Warren, 12 Lawmakers Call on Regulators to Block Capital One-Discover Merger

Letter

Date: Feb. 26, 2024
Location: Washington, D.C.

Dear Acting Comptroller Hsu and Vice Chair Barr:
We write with deep concern about Capital One’s plan to acquire Discover Financial Services
(Discover), a deal that would combine two of the largest credit card issuers in the United States
into a “colossus” that would “leav[e] the industry with fewer competitors overall and eas[e]
pressure on companies to attract customers with favorable terms.”

Under federal law, the Office of the Comptroller of the Currency (OCC) and the Federal Reserve
(Fed) are charged with reviewing and approving mergers and acquisitions among the banks they
oversee, in conjunction with the Department of Justice (DOJ).
With nearly $500 billion in assets, Capital One is currently the nation’s ninth-largest bank. By acquiring Discover, Capital One would add a network of 305 million cardholders to its base of
more than 100 million customers, consolidating the credit card market and limiting customer choice. This merger would make Capital One the nation’s sixth-largest bank, and largest credit
card issuer, with over $200 billion in outstanding credit card loans.

This merger is bad for consumers. The banking and credit card industries are already highly
concentrated: today, the six largest bank holding companies control more assets than all other
bank holding companies combined. Consolidation in the banking sector causes “higher prices
and more fees, lower deposit rates, less access to credit, bank branch closures, and job cuts.” In
addition to harming consumers and small businesses, bank consolidation poses increased
systemic risk in the financial system, “reducing the number of smaller banks and creating even
more too big to fail banks.”
This merger announcement comes less than a week after the Consumer Financial Protection
Bureau (CFPB) issued a new report revealing the impact of credit card industry consolidation on
consumers. According to the report, large banks charge higher interest rates than small credit
card issuers, with “[n]early half of the largest credit card issuers” — including Capital One —
“offering cards with a maximum purchase APR over 30%.” The CFPB also found that large
credit card issuers charge average fees that are 70% higher than those charged by small
institutions. These higher rates and fees can cost consumers hundreds of dollars annually.

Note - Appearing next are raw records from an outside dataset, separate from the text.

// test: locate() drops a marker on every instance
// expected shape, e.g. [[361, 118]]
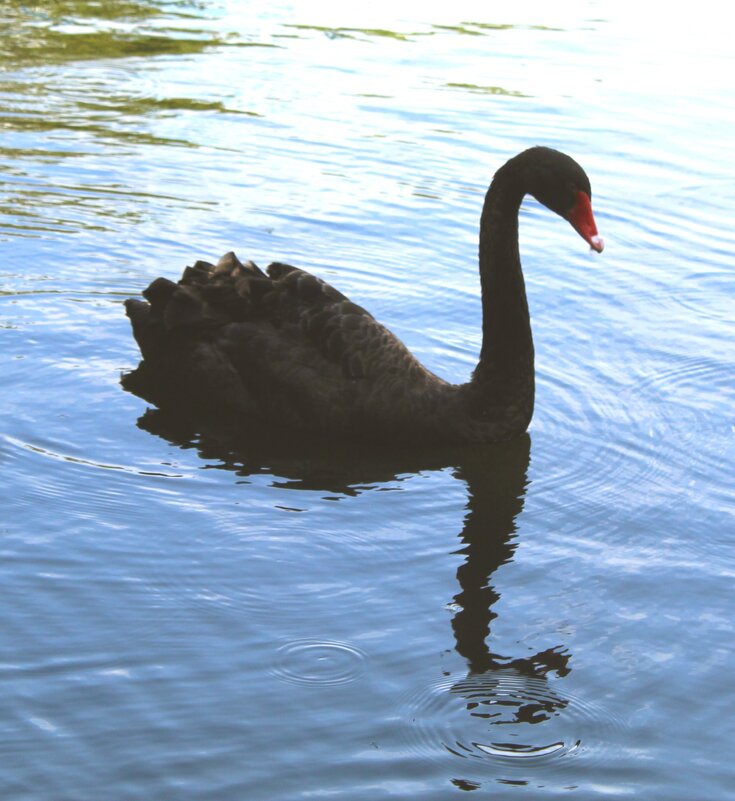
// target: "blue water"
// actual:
[[188, 615]]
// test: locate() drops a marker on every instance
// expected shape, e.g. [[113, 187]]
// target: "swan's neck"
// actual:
[[504, 375]]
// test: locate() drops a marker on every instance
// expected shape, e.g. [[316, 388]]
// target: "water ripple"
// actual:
[[318, 662], [458, 716]]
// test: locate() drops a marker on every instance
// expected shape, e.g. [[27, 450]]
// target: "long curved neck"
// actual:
[[504, 374]]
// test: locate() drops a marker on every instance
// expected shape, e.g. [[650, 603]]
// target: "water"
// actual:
[[189, 616]]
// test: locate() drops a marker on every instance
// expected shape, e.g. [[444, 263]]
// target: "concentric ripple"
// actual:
[[319, 662], [503, 718]]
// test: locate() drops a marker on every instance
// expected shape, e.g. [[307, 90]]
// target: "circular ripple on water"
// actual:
[[319, 662], [503, 719]]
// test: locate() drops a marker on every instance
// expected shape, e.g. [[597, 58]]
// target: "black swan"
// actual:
[[286, 349]]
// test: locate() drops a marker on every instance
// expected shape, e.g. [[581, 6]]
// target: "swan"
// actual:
[[283, 348]]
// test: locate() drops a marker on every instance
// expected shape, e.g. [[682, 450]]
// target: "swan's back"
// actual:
[[282, 346]]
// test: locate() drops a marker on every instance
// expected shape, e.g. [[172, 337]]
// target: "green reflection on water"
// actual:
[[53, 32], [488, 90]]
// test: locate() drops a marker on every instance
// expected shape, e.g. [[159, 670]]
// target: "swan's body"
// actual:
[[286, 348]]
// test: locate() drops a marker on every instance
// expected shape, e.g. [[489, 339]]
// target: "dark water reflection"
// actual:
[[198, 615], [498, 689]]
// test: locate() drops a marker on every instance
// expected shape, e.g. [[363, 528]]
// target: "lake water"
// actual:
[[191, 616]]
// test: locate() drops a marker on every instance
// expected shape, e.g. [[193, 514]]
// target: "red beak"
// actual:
[[583, 222]]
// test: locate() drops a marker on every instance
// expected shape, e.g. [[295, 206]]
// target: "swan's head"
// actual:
[[557, 181]]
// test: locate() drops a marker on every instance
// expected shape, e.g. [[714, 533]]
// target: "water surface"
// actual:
[[193, 615]]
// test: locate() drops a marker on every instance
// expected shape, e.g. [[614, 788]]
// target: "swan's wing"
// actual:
[[284, 339]]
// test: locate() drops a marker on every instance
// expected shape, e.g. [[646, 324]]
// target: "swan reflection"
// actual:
[[498, 689]]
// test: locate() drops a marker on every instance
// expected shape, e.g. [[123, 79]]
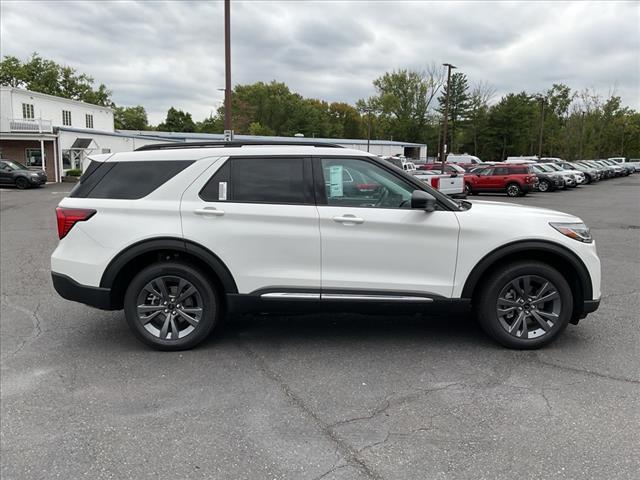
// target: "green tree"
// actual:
[[177, 121], [404, 97], [130, 118], [46, 76]]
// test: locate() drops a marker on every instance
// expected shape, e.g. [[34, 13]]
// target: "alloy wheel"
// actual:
[[528, 306], [169, 307]]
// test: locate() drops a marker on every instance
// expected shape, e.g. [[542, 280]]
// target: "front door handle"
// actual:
[[214, 212], [348, 219]]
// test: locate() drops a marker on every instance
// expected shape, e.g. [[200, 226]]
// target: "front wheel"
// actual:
[[525, 305], [514, 190], [171, 306]]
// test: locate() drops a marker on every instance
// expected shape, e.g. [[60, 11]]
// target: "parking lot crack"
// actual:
[[33, 316], [350, 454], [587, 372]]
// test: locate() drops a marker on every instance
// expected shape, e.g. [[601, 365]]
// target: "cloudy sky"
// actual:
[[162, 54]]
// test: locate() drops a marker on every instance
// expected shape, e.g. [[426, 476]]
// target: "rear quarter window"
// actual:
[[126, 180]]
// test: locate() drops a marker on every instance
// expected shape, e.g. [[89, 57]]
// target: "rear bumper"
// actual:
[[69, 289]]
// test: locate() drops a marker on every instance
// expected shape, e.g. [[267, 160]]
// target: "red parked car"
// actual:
[[514, 179]]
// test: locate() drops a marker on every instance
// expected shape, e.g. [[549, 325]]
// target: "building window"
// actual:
[[27, 111], [33, 157]]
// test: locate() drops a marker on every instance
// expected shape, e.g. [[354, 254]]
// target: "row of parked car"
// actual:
[[517, 176]]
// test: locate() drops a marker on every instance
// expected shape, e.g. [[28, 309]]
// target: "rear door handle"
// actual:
[[348, 218], [209, 211]]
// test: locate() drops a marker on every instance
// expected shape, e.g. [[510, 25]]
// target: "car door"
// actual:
[[500, 178], [373, 241], [484, 180], [6, 176], [257, 214]]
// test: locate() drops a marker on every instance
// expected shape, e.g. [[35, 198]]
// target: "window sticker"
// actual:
[[222, 190], [335, 181]]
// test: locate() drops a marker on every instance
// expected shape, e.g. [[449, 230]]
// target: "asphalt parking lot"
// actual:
[[310, 397]]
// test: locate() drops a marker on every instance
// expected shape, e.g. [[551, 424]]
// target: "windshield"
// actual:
[[15, 165], [542, 168]]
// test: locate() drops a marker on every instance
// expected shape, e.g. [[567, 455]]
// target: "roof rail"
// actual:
[[233, 143]]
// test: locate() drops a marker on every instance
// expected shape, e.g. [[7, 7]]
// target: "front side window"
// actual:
[[33, 157], [372, 186], [259, 180], [28, 111]]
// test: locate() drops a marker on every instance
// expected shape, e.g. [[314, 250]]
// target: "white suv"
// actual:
[[178, 235]]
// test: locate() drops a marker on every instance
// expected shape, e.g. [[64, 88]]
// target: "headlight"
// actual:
[[577, 231]]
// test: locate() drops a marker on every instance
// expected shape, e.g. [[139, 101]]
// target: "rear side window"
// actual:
[[126, 180], [259, 180]]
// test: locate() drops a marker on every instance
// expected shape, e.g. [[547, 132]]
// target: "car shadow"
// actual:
[[347, 329]]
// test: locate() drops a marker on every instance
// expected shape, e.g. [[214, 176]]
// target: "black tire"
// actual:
[[22, 183], [544, 186], [168, 272], [486, 305], [514, 190]]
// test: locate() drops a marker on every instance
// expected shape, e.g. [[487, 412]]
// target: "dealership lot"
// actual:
[[331, 396]]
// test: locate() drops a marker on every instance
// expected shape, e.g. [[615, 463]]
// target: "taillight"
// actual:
[[68, 217]]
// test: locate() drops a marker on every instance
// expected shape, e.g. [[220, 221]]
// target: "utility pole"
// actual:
[[541, 98], [227, 69], [581, 134], [443, 147], [369, 129]]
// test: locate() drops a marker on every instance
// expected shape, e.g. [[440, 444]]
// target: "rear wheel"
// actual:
[[171, 306], [22, 183], [514, 190], [525, 305]]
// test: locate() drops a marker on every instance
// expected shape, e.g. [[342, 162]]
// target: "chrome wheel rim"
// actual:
[[169, 307], [528, 307]]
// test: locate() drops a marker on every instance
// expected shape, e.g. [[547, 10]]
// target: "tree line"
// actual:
[[408, 105]]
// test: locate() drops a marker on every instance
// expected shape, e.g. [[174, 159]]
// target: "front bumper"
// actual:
[[69, 289]]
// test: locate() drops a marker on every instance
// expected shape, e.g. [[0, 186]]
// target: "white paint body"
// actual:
[[267, 246]]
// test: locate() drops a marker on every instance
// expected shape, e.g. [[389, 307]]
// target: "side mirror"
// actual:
[[423, 201]]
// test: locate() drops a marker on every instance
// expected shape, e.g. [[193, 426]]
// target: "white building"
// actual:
[[56, 134], [36, 126]]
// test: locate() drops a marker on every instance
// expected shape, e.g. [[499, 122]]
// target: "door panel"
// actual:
[[264, 245], [400, 250], [375, 241]]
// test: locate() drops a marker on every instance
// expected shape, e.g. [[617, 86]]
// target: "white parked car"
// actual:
[[409, 167], [578, 175], [451, 184], [633, 162], [179, 234]]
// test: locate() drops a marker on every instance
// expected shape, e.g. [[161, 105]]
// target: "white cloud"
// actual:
[[163, 54]]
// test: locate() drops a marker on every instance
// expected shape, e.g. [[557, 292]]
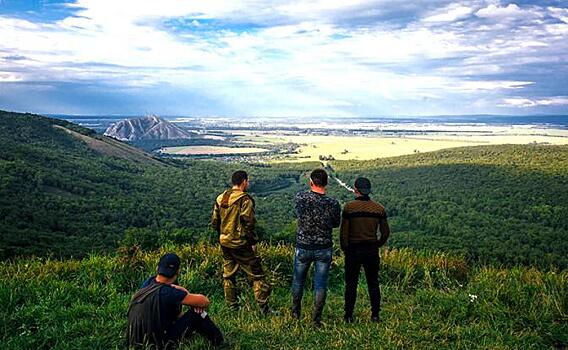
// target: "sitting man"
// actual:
[[155, 316]]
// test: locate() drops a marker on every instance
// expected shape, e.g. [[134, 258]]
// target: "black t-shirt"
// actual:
[[170, 301]]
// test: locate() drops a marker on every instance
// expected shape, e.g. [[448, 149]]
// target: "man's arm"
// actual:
[[385, 231], [248, 219], [297, 205], [216, 218], [193, 300], [344, 231], [336, 214]]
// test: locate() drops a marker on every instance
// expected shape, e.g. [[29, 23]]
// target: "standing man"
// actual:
[[155, 316], [361, 219], [317, 215], [233, 218]]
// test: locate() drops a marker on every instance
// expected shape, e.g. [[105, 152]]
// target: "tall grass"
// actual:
[[430, 300]]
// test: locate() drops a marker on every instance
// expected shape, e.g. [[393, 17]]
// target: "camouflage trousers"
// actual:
[[248, 260]]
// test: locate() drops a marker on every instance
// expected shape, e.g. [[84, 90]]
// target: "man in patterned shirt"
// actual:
[[317, 215], [361, 220]]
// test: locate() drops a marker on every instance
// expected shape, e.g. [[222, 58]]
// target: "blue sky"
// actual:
[[284, 58]]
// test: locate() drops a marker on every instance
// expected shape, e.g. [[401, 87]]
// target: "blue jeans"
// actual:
[[303, 258]]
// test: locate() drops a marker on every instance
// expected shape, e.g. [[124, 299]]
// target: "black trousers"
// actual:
[[193, 322], [368, 257]]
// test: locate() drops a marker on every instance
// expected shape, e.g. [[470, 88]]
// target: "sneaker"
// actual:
[[265, 310], [296, 314]]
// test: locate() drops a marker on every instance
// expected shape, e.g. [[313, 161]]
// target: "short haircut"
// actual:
[[238, 177], [319, 177]]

Capital One has a concerning history of mistreating consumers. In 2012, the CFPB ordered the
bank to refund $140 million to 2 million consumers with low credit scores and low credit limits
who were misled into paying for costly add-on products. In 2019, Capital One’s shoddy risk management practices resulted in a hacker gaining access to more than 100 million credit card applications and customer accounts.Discover’s record of compliance failures also raises
concerns. In October 2023, it reached a sweeping consent order with the FDIC that required
further action to address “‘violations of, and consumer harm related to’ various consumer
financial laws.”
Last month, the OCC issued a proposed policy statement “to provide transparency around the
features of merger applications and indicators that are consistent with and inconsistent with
approval.” Acting Comptroller Hsu indicated that “merger applications exist along a
spectrum. Some have significant deficiencies. Others are straightforward because the acquiring
bank is a model of safety and soundness and has earned the trust of the community and its
supervisors. The majority lie somewhere in between and require varying degrees of scrutiny
and multiple rounds of inquiry.” This merger, on its face, has significant deficiencies.
In a speech last year, moreover, Acting Comptroller Hsu warned that “I have seen up close
what happens when large banks become unmanageable and need government support to avoid
disorderly failure. The negative impacts of [too-big-to-manage] and too-big-to-fail on
households and communities, on the banking system and economy, and on trust are
immeasurable and can take years to mend.”
But OCC’s actions fly in the face of these concerns. The agency approved almost every merger
application it received in the last three years: 43 mergers in 2021, 30 in 2022, and 23 in 2023.
This included the approval of JP Morgan Chase’s purchase of First Republic, which increased
the size of America’s largest bank by $200 billion. Troublingly, the OCC’s proposed policy
statement essentially codifies the OCC’s current, permissive approach to bank mergers—the
same standard operating procedure that for decades has failed to protect consumer and the financial system. It is critical that the OCC strengthen its proposed policy statement to ensure
that future mergers do not harm consumers and the broader economy.
President Biden has made fighting concentration in the banking sector and other industries a key
priority of his administration. In his 2021 Executive Order on Competition, he specifically
directed financial regulators and the Attorney General to “update guidelines on banking mergers
to provide more robust scrutiny of mergers” and strengthen bank merger oversight “to ensure
Americans have choices among financial institutions and to guard against excessive market
power.”
This acquisition will be one of the most important tests of the efforts to prevent harmful bank
consolidation since the release of President Biden’s Executive Order. To protect consumers and
financial stability, we urge you to block this merger and strengthen your proposed policy
statement to prevent harmful deals in the future.